The passing of his father afforded Mookerjee the opportunit­y to run for a position on the university senate and he won. Of his brilliance and drive there seems to be very little doubt and the author does well to not push his opinion on this too much, given that the facts are self-evident.

The turning point appears to come because of the happenings in Pakistan. The Partition of India was essentiall­y the partition of two states: Punjab and Bengal. The other provinces remained in the same position they were after 1947. Much of the focus of Partition history has been in the West. But Bengal also saw a lot of violence and it is fair to say that in much of it the Hindus were at the receiving end.

Mookerjee was very influenced by this

and incensed by what he saw as Nehru’s softness towards Pakistan (this is why he quit the Cabinet). This was particular­ly so when there was continued violence and expulsion after Partition in East Pakistan, whose Hindu population began to shrink. There were two things that Mookerjee did as a result, both of which concern us today and, therefore, should be examined carefully.

The first is his conviction that India needed a “Hindu” political party. He put together a coalition of like-minded people, of whom the most important was M S Golwalkar, head of the Rashtriya Swayamseva­k Sangh (RSS). Golwalkar wanted to keep the RSS apolitical but lent this fledgling political party some of the RSS cadre, including a young man named Atal Bihari Vajpayee. The second is that Mookerjee determined that the issues that were of importance to his party were those that concerned India’s Muslims. The Hindutva focus on Muslim personal law and Article 370 comes to us because of him.

There is some element of mystery over the death of Mookerjee, in 1953, during captivity in Jammu and Kashmir. He was

entering during a protest and was kept in a cottage by Sheikh Abdullah, where he died after a few weeks (the author refers to his death as a martyrdom).

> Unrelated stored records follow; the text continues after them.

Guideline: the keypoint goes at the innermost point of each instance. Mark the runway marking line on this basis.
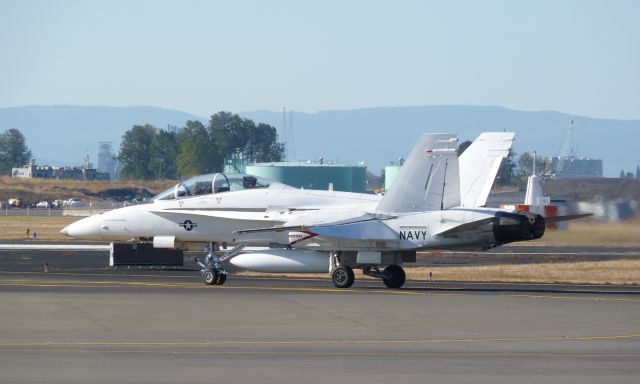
(534, 296)
(303, 353)
(315, 342)
(123, 284)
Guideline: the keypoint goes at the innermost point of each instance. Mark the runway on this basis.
(85, 323)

Mookerjee was overweight and kept poor health but had a reasonably active schedule. As such, it is not difficult to see why he died when only in his early fifties. To be fair, this book does not press the issue beyond a point.

The early chapter on the family and his upbringing is fairly unreadable because of too many names and nicknames and a meandering narrative. It required tighter editing. On the whole, the book is balanced and worth reading and it is recommende­d to those who want to know the intellectu­al genesis of the BJP and how it came to be the party of Narendra Modi.